Graham Andrew Dugoni (born November 24, 1986) is an American entrepreneur and former professional soccer player who is the founder of Yondr, a company that pioneered the concept of phone-free spaces with its sealed magnetic pouches.

==Early life and career==
Dugoni was born in Portland, Oregon. He graduated with a Bachelor of Arts in political science from Duke University in 2009. He worked at a ranch in Wyoming during the summer, where he got a foot injury that kept him from playing soccer for a while. He later taught English in Vietnam and worked in finance in Portland and Atlanta.

==Career==

===College and amateur===
Dugoni attended Jesuit High School, where he played both soccer and American football (as a placekicker). He was a member of the 2004 NSCAA Youth and EA Sports All-America teams, was named to the All-Star team at the prestigious adidas Elite Soccer Program (ESP), and was a member of the Region IV Olympic Development Program and Super-Y Regional Olympic Development Program teams before going in to play four years of college soccer at Duke University. He played 56 games in his career, tallying three goals and an assists for seven points.

During his college years Dugoni also played with Portland Timbers U23s in the USL Premier Development League, helping them win the PDL National Championship in 2010.

===Professional===
Dugoni turned professional in 2010 when he signed for Norwegian club Mjøndalen of the Adeccoligaen. He made his professional debut, and scored his first professional goal, on November 7, 2010, in a game against Nybergsund.

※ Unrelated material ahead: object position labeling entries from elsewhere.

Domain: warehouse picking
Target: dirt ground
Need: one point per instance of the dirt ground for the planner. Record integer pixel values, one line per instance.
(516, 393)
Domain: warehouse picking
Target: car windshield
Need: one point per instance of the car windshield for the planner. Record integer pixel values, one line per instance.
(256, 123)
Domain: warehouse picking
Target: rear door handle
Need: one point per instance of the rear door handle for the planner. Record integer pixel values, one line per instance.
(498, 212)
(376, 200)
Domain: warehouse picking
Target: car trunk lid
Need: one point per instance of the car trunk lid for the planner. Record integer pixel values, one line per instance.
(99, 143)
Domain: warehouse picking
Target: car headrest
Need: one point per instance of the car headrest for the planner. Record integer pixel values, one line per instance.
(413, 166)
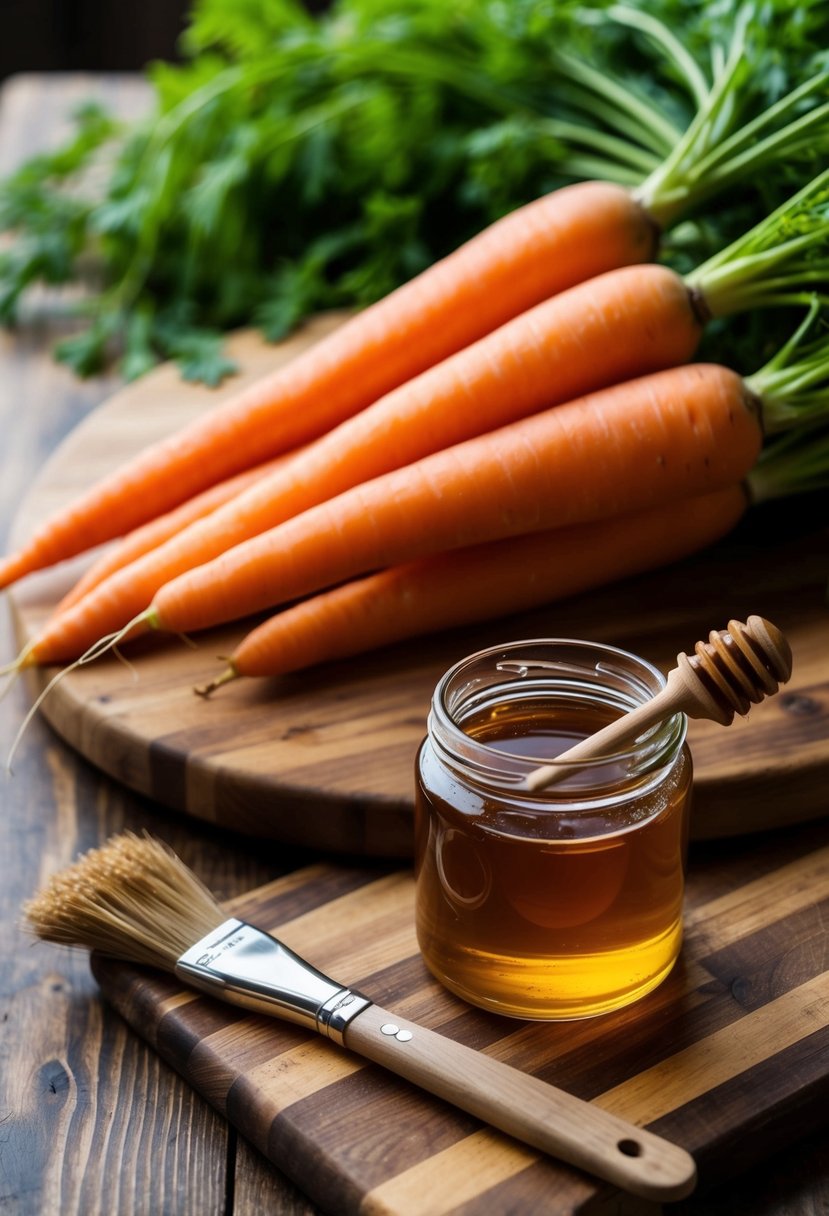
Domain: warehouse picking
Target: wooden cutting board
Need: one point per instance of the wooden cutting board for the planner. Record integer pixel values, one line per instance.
(325, 758)
(728, 1058)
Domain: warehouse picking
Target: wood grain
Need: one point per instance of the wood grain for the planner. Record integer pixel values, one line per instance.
(91, 1120)
(73, 1074)
(732, 1050)
(323, 758)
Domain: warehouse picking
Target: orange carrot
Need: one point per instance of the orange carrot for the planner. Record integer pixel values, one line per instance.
(533, 361)
(526, 257)
(480, 583)
(153, 534)
(667, 435)
(671, 434)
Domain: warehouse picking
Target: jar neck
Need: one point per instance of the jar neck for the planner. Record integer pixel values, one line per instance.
(568, 680)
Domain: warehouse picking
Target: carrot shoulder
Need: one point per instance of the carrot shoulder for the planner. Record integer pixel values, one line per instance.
(480, 583)
(672, 434)
(530, 254)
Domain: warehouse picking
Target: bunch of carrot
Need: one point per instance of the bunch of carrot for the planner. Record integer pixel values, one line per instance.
(519, 422)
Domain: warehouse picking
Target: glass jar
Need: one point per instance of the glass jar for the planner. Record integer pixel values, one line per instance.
(564, 902)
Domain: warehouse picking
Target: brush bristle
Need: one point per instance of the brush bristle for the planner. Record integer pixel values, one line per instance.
(133, 899)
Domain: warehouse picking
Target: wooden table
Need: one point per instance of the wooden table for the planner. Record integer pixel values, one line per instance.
(90, 1119)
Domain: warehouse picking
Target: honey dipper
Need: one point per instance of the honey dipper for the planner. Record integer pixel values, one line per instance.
(726, 675)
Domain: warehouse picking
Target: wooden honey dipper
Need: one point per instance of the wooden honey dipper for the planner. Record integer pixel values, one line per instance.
(726, 675)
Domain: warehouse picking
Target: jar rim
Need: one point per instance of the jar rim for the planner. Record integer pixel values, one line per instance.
(625, 680)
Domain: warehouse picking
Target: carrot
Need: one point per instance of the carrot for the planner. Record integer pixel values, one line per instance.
(480, 583)
(534, 360)
(153, 534)
(671, 434)
(546, 247)
(533, 253)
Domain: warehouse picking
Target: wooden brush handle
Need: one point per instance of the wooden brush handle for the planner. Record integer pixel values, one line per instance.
(524, 1107)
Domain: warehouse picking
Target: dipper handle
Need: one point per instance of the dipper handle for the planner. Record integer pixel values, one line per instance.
(738, 666)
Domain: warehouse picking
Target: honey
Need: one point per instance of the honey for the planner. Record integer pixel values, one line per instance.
(559, 904)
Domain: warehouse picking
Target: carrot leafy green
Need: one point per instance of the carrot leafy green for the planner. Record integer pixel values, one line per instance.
(292, 163)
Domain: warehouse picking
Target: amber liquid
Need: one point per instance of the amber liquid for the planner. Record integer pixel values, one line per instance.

Dugoni returned to the United States in 2011. After impressing at open tryouts, Dugoni was invited into camp by Charleston Battery of the USL Professional Division, and played in the Carolina Challenge Cup. He signed for the team on March 23, 2011. He retired from soccer due to an injury.

==Yondr==
Dugoni founded Yondr in 2014 after attending Treasure Island Music Festival in 2012 and witnessing a drunk concertgoer being recorded by onlookers without his permission. Dugoni started questioning modern technology's impact on freedom of expression and starting researching sociology, phenomenology, and the philosophy of technology. After experimenting with several options, he designed the Yondr pouch, which has a magnetic security tag that can be unlocked with a proprietary device. Dugoni later visited schools around San Francisco to promote the pouch. Since the invention of this pouch, many artists, school districts and even courthouses have utilized it.

==Personal life==
Dugoni has 2 children. He uses a flip phone in his daily life.